Now I am not bold by temperament, and, normally, I fear ladies. Therefore it surprised me to hear myself begin a frivolous causerie, replying to her pretty epigrams with epigrams of my own, advancing to the borderland of badinage, fearlessly conducting her and myself over that delicate frontier to meet upon the terrain of undisguised flirtation.

It was clear that she was out for a holiday. The seriousness and restraints of twenty-two years she had left behind her in the civilized world, and now, with a shrug of her young shoulders, she unloosened her burden of reticence, dignity, and responsibility and let the whole load fall with a discreet thud.

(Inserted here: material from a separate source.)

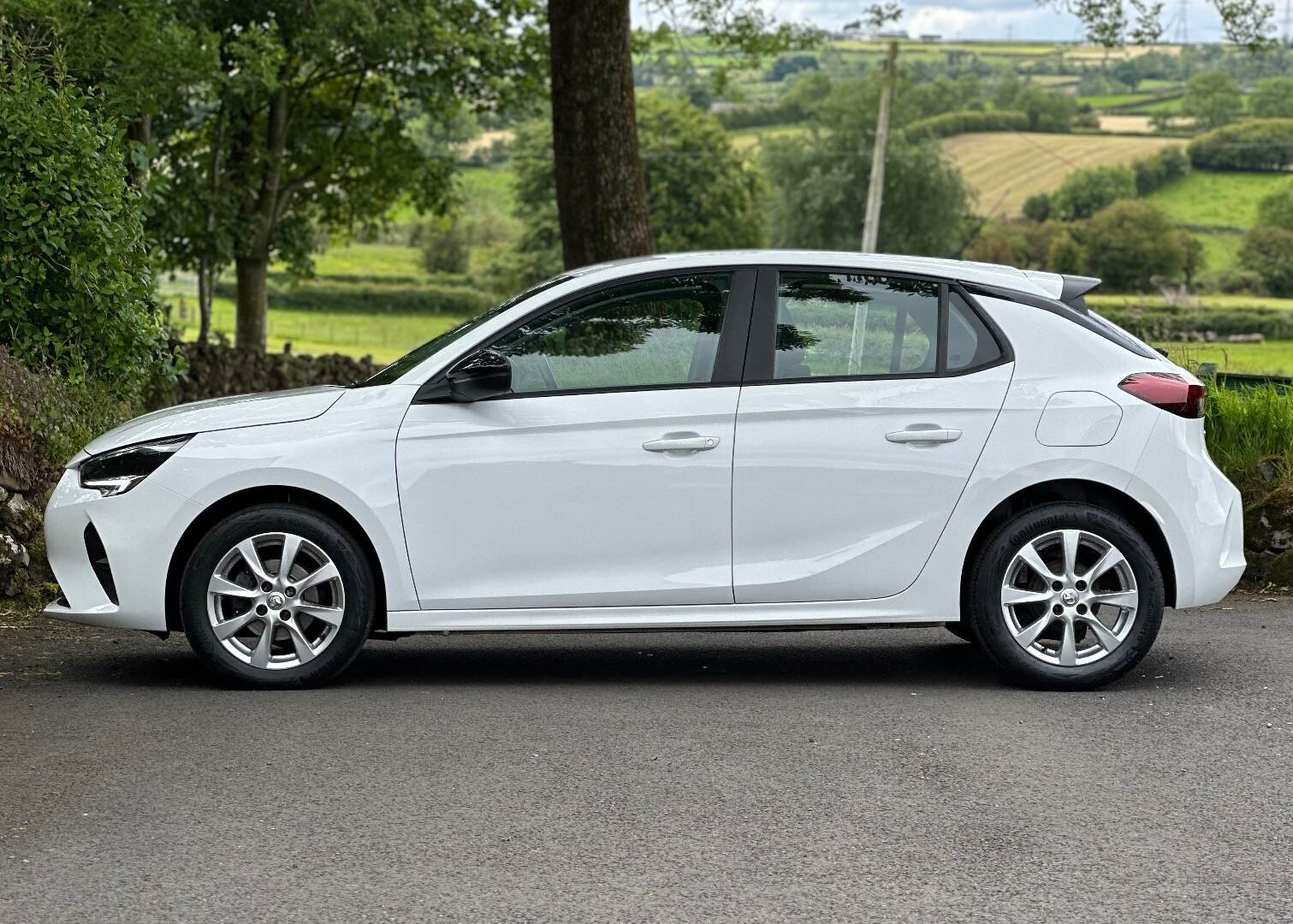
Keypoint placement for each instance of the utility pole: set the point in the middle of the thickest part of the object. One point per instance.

"Even hares go mad in March," she said, seriously. "I know you intend to flirt with me—and I don't care. Anyway, there's nothing else to do, is there?"

"Suppose," said I, solemnly, "I should take you behind that big tree and attempt to kiss you!"

The prospect did not appear to appall her, so I looked around with that sneaking yet conciliatory caution peculiar to young men who are novices in the art. Before I had satisfied myself that neither William nor the mules were observing us, Professor Van Twiller rose to her feet and took a short step backward.

"Let's set traps for a dingue," she said, "will you?"

I looked at the big tree, undecided. "Come on," she said; "I'll show you how." And away we went into the woods, she leading, her kilts flashing through the golden half-light.

Now I had not the faintest notion how to trap the dingue, but Professor Van Twiller asserted that it formerly fed on the tender tips of the spruce, quoting Darwin as her authority.

So we gathered a bushel of spruce-tips, piled them on the bank of a little stream, then built a miniature stockade around the bait, a foot high. I roofed this with hemlock, then laboriously whittled out and adjusted a swinging shutter for the entrance, setting it on springy twigs.

"The dingue, you know, was supposed to live in the water," she said, kneeling beside me over our trap.